Francesco Moretti The Strand BirmanieFrancesco Moretti The Strand Birmanie
Écrit par Inès de Belsunce
Publié le 4 février 2018, mis à jour le 4 février 2018

Installez-vous sur les chaises hautes, et accoudez-vous au bar du Strand. La flamme des bougies tourbillonne légèrement entre les losanges des verres en Crystal, et leur lumière flatte les visages… Dans les fûts en bois miniatures situés en face de vous se trouvent des cocktails préparés spécialement par et pour l’hôtel : "Negroni, Vieux Cave, Boulevardière, et Cuban Manhattan". Des cocktails âgés, à la personnalité marquée par le temps passé dans le bois. On est ici dans une cuisine artisanale, dans le respect des produits, entourés de pots en verres remplis de saveurs et arômes, connues et inconnues: roses, cannelle, fleurs bleues et jaunes, inconnues et multicolores, agrumes séchés. Un laboratoire d’alchimie.

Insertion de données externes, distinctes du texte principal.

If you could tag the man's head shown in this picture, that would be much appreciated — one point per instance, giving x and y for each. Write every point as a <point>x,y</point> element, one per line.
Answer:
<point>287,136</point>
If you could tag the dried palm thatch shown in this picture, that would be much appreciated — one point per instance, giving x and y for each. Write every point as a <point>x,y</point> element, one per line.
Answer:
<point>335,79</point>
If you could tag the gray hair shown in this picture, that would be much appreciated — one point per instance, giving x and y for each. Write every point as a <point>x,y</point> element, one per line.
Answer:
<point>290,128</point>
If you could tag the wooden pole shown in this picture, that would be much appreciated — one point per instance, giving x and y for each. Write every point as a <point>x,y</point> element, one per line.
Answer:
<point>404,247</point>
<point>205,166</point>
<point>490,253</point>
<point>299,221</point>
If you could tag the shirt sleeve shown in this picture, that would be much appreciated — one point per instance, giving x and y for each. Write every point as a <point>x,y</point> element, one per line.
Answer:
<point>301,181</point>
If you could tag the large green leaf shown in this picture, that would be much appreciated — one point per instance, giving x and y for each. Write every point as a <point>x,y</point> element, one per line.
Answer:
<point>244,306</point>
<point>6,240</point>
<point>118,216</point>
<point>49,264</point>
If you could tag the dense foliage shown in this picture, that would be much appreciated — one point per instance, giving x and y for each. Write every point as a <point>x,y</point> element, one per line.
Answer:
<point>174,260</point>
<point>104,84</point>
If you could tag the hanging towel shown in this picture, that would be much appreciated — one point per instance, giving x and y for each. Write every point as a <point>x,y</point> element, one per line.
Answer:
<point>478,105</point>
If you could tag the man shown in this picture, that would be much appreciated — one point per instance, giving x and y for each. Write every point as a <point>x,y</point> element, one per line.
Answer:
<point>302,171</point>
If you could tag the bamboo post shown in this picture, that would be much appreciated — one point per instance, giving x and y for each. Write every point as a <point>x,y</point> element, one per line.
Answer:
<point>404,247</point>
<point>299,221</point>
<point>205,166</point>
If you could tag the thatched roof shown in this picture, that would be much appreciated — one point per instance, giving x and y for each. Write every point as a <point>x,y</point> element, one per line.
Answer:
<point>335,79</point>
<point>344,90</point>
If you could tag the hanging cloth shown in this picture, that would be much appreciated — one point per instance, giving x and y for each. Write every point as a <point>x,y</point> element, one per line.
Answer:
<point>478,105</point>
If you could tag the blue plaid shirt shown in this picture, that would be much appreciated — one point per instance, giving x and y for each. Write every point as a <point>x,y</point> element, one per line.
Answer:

L’alcool bien préparé est un art, et l’artiste porte toujours le même tablier: un pantalon de costume et un gilet, bleuté ou bordeaux. Regardez-le préparer attentivement un verre, qui sera bu en quelques minutes. La concentration est marquée sur son visage. Chaque cocktail compte. Il faut couper, doser, mélanger, décorer. Francesco Moretti pioche dans les bocaux, assaisonne, saupoudre. Ses clients le scrutent, il les décrit d’ailleurs "curieux de ce qu’il fait". Lorsque je fais un Gin & Tonic, je mélange juste du Gin et du Tonic. Pas lui. Il n’est pas comme nous. Lui "exprime sa personnalité à travers un verre". Vous consommez, il crée. Dans l’hôtel qu’il définit comme "le plus connu du monde", au sein de ce bar qu’il a conçu, le "Sarkies", il a installé son atelier.

Dans son espace de travail, il y a le monde. Francesco Moretti a voyagé partout et cela se sent. Sa formation commence à 18 ans à Monte Carlo, entre l’Italie et la France, dans le monde des casinos, des courses de voitures, de la nuit et de l’argent. Apres la Méditerranée, ce sera l’Amérique, l’atlantique, et le bling de Miami. Autre style, autres saveurs, art déco et sable blanc. Il passera ensuite à Paris, reprendre un zeste d’intemporalité dans le monument historique qu’est l’hôtel de La Paiva, 25 avenue des Champs Elysées. L’Europe durera huit ans, puis enfin suivra l’Asie : le sulfureux et select Bar Rouge à Shanghai ; CHAR, et le VOGUE lounge à Bangkok, le menant jusqu’au Strand, ici, à Yangon.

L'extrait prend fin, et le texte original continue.